BD supports proposal by FDA to reclassify rapid flu tests
The 2009 flu pandemic demonstrated the poor performance of available point-of-care flu tests. The FDA's proposal would increase performance requirements for RIDTs to have a sensitivity of 90 percent for influenza A and 80 percent for influenza B. If certain devices fail to meet the minimum clinical performance criteria, the devices would need to be withdrawn from the market one year after the rule is finalized.
"This proposal is a step in the right direction as physicians and hospitals routinely rely on rapid diagnostic influenza tests to help manage patients that are suspected of having influenza," Tom Polen, the president of BD Diagnostics - Diagnostic Systems, said. "Raising the standards of rapid influenza tests will provide healthcare providers the right information to guide patient diagnosis and treatment without requiring repeat testing."
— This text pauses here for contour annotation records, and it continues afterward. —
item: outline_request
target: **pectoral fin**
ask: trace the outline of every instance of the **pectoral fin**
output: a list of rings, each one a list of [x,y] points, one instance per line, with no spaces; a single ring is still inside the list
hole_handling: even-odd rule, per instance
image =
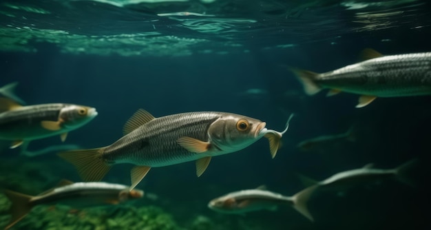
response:
[[[51,131],[56,131],[61,129],[61,123],[60,121],[43,121],[41,122],[41,125],[45,129]]]
[[[145,177],[148,171],[151,169],[149,166],[137,165],[134,167],[130,171],[130,178],[132,179],[132,185],[129,188],[129,191],[132,191],[133,189],[139,184],[142,179]]]
[[[377,97],[375,96],[362,95],[359,96],[359,103],[356,105],[357,108],[361,108],[372,103]]]
[[[205,171],[210,161],[211,156],[207,156],[203,158],[196,160],[196,176],[198,176],[198,177],[200,176],[200,175]]]
[[[267,133],[264,136],[268,138],[269,141],[269,151],[273,158],[277,154],[277,151],[280,149],[282,137],[273,133]]]
[[[17,147],[19,147],[23,143],[24,143],[24,140],[15,140],[15,141],[12,143],[12,145],[10,145],[10,147],[9,148],[10,149],[14,149],[14,148],[16,148]]]
[[[60,139],[61,139],[61,142],[65,142],[66,140],[66,138],[67,137],[67,133],[63,133],[60,135]]]
[[[200,154],[208,151],[211,144],[209,142],[202,141],[189,136],[179,138],[176,140],[178,145],[189,151]]]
The proposal comes after years of publications demonstrating that many visual read RIDTs had poor sensitivity when compared to reverse transcription polymerase chain reaction and viral culture methods.
On June 13, the FDA's Center for for Devices and Radiological Health Microbiology Devices Advisory Committee met to examine the FDA's proposal. The proposal would reclassify RIDTs from Class I devices into Class II devices.
BD developed the BD Veritor System Flu A+B Test two years ago to serve as an improved early test providing objective results on an easy-to-read digital display.